People who live near prairie dogs are familiar with their barks and chirps. Those calls are actually a complex communication system used in a colony. There are a variety of vocalizations used for different reasons. One of those is the call to alert others of danger. But it’s not a simple warning to duck and cover. Instead, researchers have discovered that prairie dogs can communicate the size and threat of an intruder. The calls also tell others from which direction the threat is traveling and at what speed. When danger has passed, they will also give the “all clear.”
Prairie dogs also dig an extensive network of tunnels and chambers underground – some of these extend for acres underground. They even have designated rooms. Prairie dogs have a nursery, sleeping areas, toilet chambers, and listening chambers near the entrance to the burrow.

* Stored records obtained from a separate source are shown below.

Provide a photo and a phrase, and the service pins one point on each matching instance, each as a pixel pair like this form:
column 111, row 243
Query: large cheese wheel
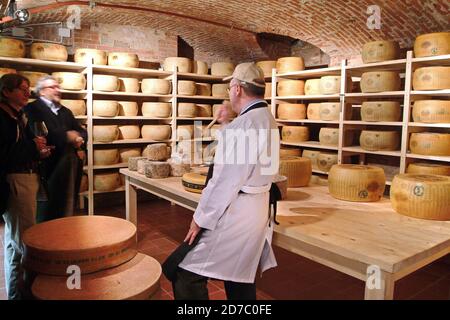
column 380, row 111
column 431, row 111
column 379, row 140
column 70, row 80
column 12, row 48
column 421, row 196
column 294, row 133
column 432, row 44
column 123, row 59
column 297, row 170
column 48, row 51
column 430, row 143
column 92, row 243
column 94, row 56
column 377, row 51
column 431, row 78
column 291, row 88
column 291, row 111
column 156, row 86
column 290, row 64
column 157, row 109
column 356, row 182
column 137, row 279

If you are not yet convinced that prairie dogs are amazing, consider this: prairie dogs are a keystone species. You read correctly. Prairie dogs are vital to the ecosystems in which they live, and without them the amount of biodiversity drops dramatically. To start, prairie dogs are an important food source for many other animals. Yet they are equally as important to the prairie itself. The burrows prairie dogs dig aerate the soil and let water in. The digging also recycles the nutrients in the soil. And, of course, prairie dogs help fertilize that soil. All of this activity increases the diversity of flowers and grasses on the prairie. The flowers, in turn, attract more bees and butterflies. Prairie dogs keep the prairie open and free from trees and shrubs, which further increases the diversity of grasses. The diversity of grasses attracts more prey animals which, in turn, attracts more predators. In addition, abandoned burrows provide shelter for other species, including burrowing owls, snakes, and critically endangered black-footed ferrets.